After the first week of the trip, we began to wonder if Mike was ever going to
share a moment with us and reality was beginning to eclipse expectation. You
see, I, as the over dramatic wife that I am, had decided not to listen to
anything he’d told me before we left on the trip. I imagined that there would
be many breaks in the shooting schedule, that my husband would be able to whisk
me off to a quiet café in Krakow, where we’d nibble on Perogi and sip Chopin
vodka. He’d surprise me with a carriage ride in the square, during which he’d
apologize for how busy he’d been and that he’d make it up to me with a hot air
balloon ride. Instead, I was lucky if I saw him at 3am, tip toeing into our
hotel room. Maybe I’d catch him drinking a beer in the hotel lobby with his
crew. Alas, he warned me, and I just had to be wifey.
The
less time a husband and wife spend with each other, the more they bicker. It
seems like it would be the other way around-that spending less time with one
another would lead to an appreciation (something that people in long distance
relationships say to each other to make themselves feel better) but it’s just
not true. The less I saw Mike on the trip, the nastier I became. He’d say “hi”

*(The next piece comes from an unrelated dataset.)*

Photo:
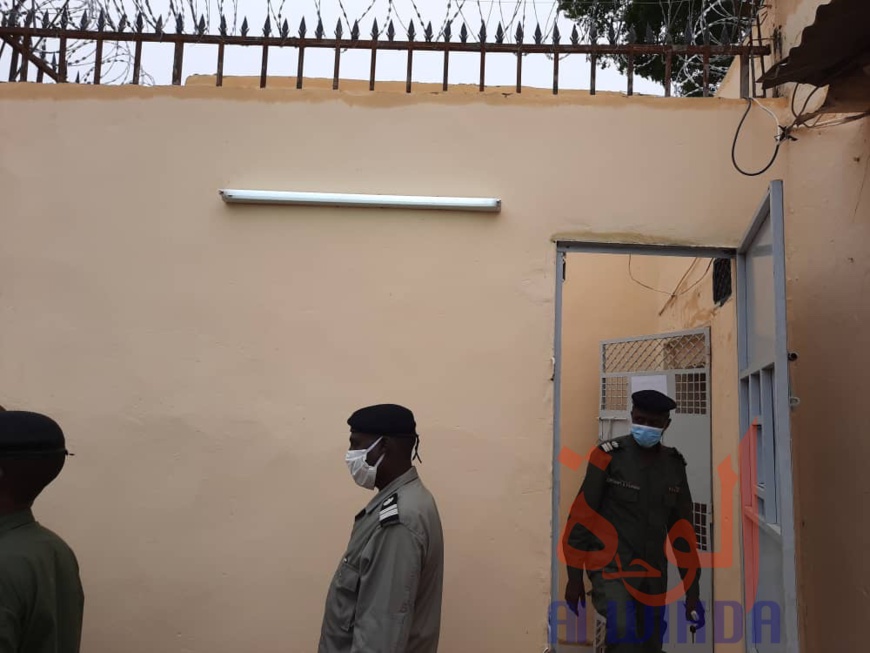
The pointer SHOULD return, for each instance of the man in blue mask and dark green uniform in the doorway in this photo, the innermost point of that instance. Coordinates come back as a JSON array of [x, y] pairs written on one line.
[[634, 497]]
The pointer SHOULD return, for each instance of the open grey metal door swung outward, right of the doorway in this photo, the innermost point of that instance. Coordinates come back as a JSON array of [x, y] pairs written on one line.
[[765, 447]]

and I’d say “nice of you to join us.” He’d say “did you already eat dinner?”
and I’d reply with a snide look and a crisp, “what do you think?” Who knew that
being together without being together would become so tiresome? But one night on
the trip, a bunch of us (obviously sans Mike) decided to head out to a bar for
some serious Polish vodka drinking. At about 1:30am, Mike joined us and as we
all strolled back to our hotel together, Mike paused in the middle of the
cobble-stoned street and grunted, “Damnit! I stepped in shit!” Uggh. All of a sudden,
I switched into helpful, sweet wife mode. “Honey? Let me look. Oh yeah, that’s
major shit.” It was as if he had some dire medical emergency. “Let’s get you
back to the hotel so we can deal with this” I announced, quickening my step,
devising a plan for scraping, washing and de-smelling our room. “You poor
thing,” I sang to him as we rushed down the street.
Outside
the hotel, I took off his shoe and dragged it against the curb, our group
watching in disgust. He stomped and shuffled and I encouraged his movements. “Yeah,
do that, that should get it. Go on. Keep going. Yup. That’s it!”
When
we got to our floor, Mike noticed a shoe shiner and buffer with a rough pad on
it—perfect for attacking the last bits of turd sandwiched between the grooves
of his Eccos. He continued to scrape, shine and buff and I sat next to him all
the while. “Perfect, honey, I think you’ve got it!” And across the hotel lobby,
I watched as our friend, Lisa Weiner, snapped a photo of us. I squinted. “Lise,
what are you doing!”
“I
can’t help it!” she replied. “That’s literally the cutest thing I’ve ever seen!
He steps in shit and you’re just sitting there supporting him. I love it.”
That’s
the thing about a relationship—shit happens and you come together. No more
bickering. No more looks. No more stinky poop.